Tanto Heloísa quanto Michele defendem que, para essas pessoas serem vistas, devem poder contar suas histórias – e precisam ser ouvidas. O longo período de invisibilização precisa acabar. Partindo desse pressuposto, a paulista Daniela Auler coordenou por 12 anos o projeto de moda inclusiva da Secretaria de Estado de Direitos da Pessoa com Deficiência de São Paulo. Ela foi também a idealizadora do concurso Moda Inclusiva, que premiava os melhores trabalhos de alunos do Brasil para pessoas com deficiência.
Daniela deixou a secretaria em 2018, mas continua atuando no segmento como consultora de moda inclusiva para instituições de reabilitação e universidades.
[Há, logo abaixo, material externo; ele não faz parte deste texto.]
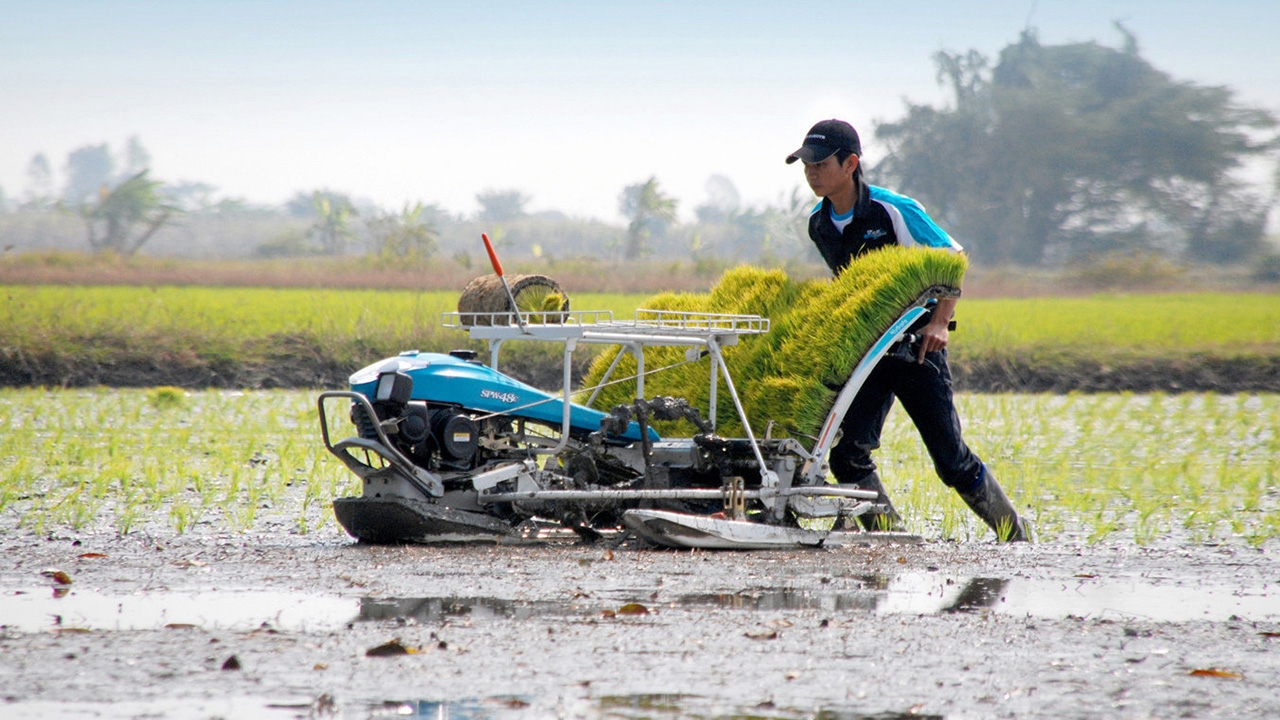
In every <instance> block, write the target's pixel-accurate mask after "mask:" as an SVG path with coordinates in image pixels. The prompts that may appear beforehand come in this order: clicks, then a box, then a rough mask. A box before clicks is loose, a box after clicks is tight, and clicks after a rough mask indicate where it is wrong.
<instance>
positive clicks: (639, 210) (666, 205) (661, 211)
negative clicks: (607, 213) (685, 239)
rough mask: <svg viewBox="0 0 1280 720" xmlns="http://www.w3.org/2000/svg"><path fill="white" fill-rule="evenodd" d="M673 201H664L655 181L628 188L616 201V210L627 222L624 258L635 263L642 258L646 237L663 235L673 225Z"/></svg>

Uma das ações que ela encabeça hoje é o Retalhos e Atalhos, em que leva a técnica de upcycling a pacientes internados em hospitais. “A ideia é que cada um resgate uma roupa que não consegue usar mais por causa de suas novas limitações. Fazemos todas as adaptações necessárias, cortes, adicionamos zíperes… Facilitamos o uso e, assim, impedimos que as pessoas percam peças que adoram”, explica Daniela.
Iniciativas como essas são imprescindíveis para que as pessoas com deficiência resgatem sua autoestima e mostrem que também são consumidoras – o mercado para esse público é gigante. “No Brasil somos 45,6 milhões de pessoas com deficiência”, diz Heloisa. A moda é um fenômeno cultural de cada tempo e já passou da hora de a produção atual refletir as várias possibilidades e a personalidade das mulheres.